Another problem I see is that we have a snapshot of data from friday. We cannot really link our data back to any of the original OSM data. So if we want to upgrade our dataset, we have to throw everything away that we have and start a new import.
So I think we have to rethink our data format.
Having local support beats everything
Having Frank at our site for most of the days helped so much. He helped to setup and tweak the database on our servers and whenever we hit a speedbump, he was there to help, with all the details he knows about the inner workings of the database.
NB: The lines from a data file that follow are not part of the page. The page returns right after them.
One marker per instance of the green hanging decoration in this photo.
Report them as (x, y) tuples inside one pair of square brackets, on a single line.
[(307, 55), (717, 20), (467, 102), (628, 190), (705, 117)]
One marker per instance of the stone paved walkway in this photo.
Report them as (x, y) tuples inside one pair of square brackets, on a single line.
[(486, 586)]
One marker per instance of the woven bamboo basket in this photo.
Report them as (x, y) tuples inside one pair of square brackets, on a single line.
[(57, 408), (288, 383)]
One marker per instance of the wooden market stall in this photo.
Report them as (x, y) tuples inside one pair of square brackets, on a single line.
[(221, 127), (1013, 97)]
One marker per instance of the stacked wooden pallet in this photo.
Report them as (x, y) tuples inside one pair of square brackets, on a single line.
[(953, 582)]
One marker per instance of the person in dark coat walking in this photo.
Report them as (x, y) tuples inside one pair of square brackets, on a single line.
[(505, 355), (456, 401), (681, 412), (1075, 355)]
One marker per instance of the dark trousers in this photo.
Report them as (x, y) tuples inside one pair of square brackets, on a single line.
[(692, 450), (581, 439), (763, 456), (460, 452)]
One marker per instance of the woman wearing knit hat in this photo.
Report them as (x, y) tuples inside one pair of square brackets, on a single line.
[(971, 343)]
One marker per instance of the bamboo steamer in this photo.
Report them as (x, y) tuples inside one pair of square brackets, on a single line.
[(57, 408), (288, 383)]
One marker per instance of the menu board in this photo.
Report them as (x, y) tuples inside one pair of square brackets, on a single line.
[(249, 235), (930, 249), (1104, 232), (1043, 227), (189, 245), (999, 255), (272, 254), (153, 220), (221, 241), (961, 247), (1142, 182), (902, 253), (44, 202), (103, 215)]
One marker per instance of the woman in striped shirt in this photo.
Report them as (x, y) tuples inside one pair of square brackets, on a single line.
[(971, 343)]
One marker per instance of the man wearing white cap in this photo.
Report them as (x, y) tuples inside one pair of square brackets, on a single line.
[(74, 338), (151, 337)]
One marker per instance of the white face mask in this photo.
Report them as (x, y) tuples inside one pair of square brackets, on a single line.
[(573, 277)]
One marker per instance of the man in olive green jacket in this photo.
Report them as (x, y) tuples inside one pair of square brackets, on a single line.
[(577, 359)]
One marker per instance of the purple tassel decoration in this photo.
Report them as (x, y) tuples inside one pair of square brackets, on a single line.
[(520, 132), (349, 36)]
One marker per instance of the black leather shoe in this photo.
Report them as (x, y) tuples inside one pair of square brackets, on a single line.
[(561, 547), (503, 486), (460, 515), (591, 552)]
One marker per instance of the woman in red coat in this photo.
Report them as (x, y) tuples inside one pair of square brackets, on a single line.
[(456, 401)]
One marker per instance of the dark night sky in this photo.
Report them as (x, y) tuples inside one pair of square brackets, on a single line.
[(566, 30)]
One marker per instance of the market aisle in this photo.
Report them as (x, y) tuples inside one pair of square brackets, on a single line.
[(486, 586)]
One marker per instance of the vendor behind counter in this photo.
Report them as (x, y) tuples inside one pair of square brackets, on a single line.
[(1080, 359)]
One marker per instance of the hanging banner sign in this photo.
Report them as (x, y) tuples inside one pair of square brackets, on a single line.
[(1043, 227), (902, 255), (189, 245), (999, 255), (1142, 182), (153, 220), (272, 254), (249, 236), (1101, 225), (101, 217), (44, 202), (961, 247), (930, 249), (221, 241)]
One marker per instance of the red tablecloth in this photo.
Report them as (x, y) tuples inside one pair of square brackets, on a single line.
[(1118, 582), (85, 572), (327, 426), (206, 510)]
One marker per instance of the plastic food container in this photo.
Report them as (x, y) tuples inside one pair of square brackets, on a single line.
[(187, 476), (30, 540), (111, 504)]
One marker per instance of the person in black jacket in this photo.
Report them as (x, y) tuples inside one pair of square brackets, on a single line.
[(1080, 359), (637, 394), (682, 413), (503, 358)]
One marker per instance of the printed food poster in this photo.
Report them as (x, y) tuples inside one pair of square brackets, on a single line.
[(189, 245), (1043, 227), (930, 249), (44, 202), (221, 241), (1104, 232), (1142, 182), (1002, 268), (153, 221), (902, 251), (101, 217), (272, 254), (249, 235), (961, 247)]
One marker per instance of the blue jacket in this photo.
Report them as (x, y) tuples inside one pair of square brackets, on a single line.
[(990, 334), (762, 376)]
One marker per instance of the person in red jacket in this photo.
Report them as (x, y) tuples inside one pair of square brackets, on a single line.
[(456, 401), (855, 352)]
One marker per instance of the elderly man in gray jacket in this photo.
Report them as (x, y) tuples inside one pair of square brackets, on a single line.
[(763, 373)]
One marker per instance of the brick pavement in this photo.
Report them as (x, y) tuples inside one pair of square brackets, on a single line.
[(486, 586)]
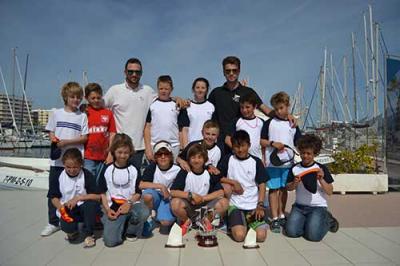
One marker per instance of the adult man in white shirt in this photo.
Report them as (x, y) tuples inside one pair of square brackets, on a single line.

And even after the competition, there was a lot of mails going on between us and some of the triAGENS engineers that are eager to help to improve everything.
I have never worked so close with the creators of a framework or piece of infrastructure, and I LOVE it! Support your local companies guys!
Working with OSM is hard
The OpenStreetMap community has some great tools like the Osmosis command line utility to extract data from datasets. It uses all CPUs, all the available memory and was a huge asset in our process. But still, working with OSM data is hard. If you want to extract a certain category of data (like all gas stations in Germany) you have to download the whole OSM file for Germany and extract the data.
We want to make a lot of those tasks easier and I hope that one day, OSM will be the first goto-point for people whenever they need geodata or other information instead of Google maps
If you really made it here, thanks for reading! It was an awesome weekend and we feel really good about what we’ve created. We will continue to improve the service!
Oh … One more thing: Eventhough we are not quite sure where we are going with this, one thing will be sure: Everything we do will be open source. So please contribute, give feedback and let us know how we can improve!